Assume we have a function
$$H(x) = -\sum_{i=1}^n x_i \log x_i$$ where $0 < x_i < 1$ $\forall i$ (this is the Shannon entropy if you are familiar with it).
I am reading a paper in which the authors stated the following approximation $$H(x) = -\sum_{i=1}^n x_i \log x_i \approx \sum_{i=1}^n x_i (1-x_i)$$ Can anyone tell me the intuition behind this approximation?
$\log (1-y) = - \sum_{n=1}^\infty \frac{y^n}{n}, |y|<1$.
If $0<x<1$, then $0<1-x<1$, let $y=1-x$,
$\log(1-(1-x))=\log x = -\sum_{n=1}^\infty \frac{(1-x)^n}{n}$.
$-\log x = \sum_{n=1}^\infty \frac{(1-x)^n}{n}$.
Dropping higher order terms: $\log x \approx 1-x$.

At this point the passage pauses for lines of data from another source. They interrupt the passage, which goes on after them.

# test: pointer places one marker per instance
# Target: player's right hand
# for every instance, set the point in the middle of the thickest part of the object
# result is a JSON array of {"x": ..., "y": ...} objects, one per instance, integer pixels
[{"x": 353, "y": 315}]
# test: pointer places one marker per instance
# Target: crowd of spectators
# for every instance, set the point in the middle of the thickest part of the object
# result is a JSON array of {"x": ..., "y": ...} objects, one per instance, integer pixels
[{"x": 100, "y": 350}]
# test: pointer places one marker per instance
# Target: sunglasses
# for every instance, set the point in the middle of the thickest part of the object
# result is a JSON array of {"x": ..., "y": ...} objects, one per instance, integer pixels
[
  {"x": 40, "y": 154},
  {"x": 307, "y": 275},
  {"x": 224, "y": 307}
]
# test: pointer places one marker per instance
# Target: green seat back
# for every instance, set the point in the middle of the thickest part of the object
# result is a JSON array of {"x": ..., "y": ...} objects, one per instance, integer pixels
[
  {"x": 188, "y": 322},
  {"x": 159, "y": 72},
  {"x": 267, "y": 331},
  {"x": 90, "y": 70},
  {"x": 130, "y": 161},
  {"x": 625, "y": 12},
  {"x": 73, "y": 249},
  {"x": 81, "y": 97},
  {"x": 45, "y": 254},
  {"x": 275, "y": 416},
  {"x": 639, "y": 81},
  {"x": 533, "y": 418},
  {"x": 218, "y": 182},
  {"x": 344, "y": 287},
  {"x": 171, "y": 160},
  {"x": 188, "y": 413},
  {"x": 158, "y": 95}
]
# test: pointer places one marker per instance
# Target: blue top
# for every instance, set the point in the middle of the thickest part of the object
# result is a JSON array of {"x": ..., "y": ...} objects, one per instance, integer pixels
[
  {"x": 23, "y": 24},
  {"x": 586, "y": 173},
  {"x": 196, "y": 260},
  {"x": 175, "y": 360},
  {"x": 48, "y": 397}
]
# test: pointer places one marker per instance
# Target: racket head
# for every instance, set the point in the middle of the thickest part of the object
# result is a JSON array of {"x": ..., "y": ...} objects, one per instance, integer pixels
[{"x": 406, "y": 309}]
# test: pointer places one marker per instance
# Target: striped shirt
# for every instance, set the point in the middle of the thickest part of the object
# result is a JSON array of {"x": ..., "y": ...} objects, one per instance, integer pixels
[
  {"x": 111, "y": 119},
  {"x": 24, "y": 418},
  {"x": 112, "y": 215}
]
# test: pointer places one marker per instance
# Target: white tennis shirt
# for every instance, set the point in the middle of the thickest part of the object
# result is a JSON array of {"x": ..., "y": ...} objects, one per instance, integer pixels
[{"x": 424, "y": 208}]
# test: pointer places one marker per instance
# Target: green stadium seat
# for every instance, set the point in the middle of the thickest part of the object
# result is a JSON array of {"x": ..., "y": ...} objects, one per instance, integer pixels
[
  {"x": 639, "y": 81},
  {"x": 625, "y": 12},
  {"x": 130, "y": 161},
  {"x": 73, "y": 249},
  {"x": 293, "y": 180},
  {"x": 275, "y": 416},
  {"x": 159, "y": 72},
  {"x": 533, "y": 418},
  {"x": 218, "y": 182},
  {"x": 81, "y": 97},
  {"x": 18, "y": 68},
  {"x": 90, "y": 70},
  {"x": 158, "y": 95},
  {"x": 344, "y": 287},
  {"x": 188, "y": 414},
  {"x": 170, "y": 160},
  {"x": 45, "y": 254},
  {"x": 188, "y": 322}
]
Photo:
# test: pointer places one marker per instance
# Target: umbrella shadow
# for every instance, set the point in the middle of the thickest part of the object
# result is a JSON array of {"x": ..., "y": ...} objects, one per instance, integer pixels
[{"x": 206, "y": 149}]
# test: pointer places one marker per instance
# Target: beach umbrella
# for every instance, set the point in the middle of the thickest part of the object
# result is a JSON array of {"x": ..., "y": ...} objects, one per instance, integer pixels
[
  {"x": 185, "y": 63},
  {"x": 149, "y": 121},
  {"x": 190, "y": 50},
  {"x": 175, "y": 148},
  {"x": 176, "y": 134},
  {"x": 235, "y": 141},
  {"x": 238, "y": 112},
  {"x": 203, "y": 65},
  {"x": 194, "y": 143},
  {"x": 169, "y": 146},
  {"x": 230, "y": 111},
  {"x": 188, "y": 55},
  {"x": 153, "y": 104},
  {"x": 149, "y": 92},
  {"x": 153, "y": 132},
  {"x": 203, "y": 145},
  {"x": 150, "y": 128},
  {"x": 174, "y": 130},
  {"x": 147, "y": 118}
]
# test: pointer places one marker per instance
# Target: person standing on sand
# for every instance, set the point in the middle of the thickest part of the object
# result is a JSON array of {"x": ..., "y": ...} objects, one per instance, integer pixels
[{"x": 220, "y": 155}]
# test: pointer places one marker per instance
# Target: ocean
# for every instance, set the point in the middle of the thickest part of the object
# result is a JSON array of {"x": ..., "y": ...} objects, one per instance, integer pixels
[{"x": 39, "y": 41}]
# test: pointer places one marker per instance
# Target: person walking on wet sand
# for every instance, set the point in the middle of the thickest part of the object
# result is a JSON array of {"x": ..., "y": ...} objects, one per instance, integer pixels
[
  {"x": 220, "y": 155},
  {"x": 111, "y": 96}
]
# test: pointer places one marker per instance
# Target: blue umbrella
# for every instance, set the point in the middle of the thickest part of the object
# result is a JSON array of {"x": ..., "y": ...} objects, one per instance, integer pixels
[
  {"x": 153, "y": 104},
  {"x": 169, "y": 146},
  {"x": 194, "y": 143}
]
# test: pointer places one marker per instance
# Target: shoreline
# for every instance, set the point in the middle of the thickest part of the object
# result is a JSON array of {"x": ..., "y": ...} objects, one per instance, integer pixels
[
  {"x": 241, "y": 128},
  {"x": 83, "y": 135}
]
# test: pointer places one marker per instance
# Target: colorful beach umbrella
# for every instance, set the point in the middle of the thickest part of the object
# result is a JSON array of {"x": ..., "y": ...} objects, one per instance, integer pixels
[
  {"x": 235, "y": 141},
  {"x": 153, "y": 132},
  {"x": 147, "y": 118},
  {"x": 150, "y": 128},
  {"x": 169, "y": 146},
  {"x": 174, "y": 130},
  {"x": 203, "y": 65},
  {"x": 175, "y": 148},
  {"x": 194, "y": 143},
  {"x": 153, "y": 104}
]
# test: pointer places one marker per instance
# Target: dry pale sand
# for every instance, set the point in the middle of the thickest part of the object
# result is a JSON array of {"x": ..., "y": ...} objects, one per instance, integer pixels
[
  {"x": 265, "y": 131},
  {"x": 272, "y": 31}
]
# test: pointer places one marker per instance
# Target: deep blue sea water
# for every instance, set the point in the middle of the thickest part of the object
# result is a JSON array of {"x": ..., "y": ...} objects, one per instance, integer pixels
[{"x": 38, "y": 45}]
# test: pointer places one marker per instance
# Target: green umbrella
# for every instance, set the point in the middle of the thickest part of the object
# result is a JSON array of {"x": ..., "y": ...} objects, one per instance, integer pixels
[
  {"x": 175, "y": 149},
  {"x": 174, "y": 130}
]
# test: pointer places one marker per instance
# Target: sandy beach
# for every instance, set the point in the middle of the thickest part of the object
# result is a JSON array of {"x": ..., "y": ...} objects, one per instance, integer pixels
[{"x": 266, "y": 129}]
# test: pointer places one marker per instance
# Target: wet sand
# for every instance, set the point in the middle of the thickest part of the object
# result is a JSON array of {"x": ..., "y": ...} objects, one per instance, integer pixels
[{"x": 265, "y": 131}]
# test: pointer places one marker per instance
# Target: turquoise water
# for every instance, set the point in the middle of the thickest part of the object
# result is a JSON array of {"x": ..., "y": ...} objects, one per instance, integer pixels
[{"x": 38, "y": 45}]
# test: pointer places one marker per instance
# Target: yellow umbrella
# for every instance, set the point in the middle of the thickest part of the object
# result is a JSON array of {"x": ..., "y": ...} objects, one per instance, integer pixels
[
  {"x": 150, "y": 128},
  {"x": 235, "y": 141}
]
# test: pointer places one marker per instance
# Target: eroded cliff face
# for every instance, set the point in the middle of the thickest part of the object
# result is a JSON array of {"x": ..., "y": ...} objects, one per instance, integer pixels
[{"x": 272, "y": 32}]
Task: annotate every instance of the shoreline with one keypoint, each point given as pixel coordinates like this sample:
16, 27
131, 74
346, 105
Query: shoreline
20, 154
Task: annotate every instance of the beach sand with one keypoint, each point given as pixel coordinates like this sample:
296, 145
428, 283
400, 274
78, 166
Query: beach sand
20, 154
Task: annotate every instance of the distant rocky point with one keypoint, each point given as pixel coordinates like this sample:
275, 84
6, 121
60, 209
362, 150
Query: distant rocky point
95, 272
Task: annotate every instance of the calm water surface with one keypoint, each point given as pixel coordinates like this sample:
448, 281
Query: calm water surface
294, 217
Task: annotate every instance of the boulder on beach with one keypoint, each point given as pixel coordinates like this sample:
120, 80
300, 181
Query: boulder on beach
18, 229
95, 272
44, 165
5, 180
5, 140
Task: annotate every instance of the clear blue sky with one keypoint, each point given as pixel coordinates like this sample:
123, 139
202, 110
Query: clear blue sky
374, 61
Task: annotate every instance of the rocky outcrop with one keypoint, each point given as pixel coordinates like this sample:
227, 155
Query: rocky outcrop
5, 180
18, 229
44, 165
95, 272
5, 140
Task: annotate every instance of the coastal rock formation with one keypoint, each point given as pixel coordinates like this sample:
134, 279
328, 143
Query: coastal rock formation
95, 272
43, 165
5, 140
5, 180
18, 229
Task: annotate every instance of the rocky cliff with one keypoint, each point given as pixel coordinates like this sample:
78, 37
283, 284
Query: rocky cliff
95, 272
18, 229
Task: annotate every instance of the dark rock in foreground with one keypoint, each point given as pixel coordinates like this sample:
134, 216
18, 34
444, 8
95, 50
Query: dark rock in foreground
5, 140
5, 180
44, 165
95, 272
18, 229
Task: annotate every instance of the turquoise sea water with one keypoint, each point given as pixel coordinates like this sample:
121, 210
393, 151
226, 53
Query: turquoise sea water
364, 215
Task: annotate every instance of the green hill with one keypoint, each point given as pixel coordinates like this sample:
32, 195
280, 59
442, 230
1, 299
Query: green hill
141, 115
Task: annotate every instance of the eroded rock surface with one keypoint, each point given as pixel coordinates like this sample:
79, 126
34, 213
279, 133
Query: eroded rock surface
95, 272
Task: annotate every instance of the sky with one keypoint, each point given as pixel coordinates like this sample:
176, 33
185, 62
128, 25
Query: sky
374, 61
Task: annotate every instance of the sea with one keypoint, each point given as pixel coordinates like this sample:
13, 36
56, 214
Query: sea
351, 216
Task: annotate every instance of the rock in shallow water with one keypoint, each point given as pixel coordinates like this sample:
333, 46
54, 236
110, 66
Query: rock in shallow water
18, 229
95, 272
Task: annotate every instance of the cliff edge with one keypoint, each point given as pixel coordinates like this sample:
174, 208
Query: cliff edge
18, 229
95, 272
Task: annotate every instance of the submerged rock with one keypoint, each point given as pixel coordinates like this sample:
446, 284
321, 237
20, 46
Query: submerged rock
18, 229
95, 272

The function $x\log(x)$ has a zero at $x=1$, and it sort of has a zero at $x=0$ in that $$\lim_{x\to0^+}x\log(x)=0$$ And there are no other zeros. Just based on that, it is reasonable to approximate $$x\log(x)\approx cx(x-1)$$ They go with $c=1$, but depending on what they are after, there could be better approximations from other values of $c$. Like $c=1.5$ seems better just from comparing graphs: desmos.com/calculator/yaxpkjyxcv.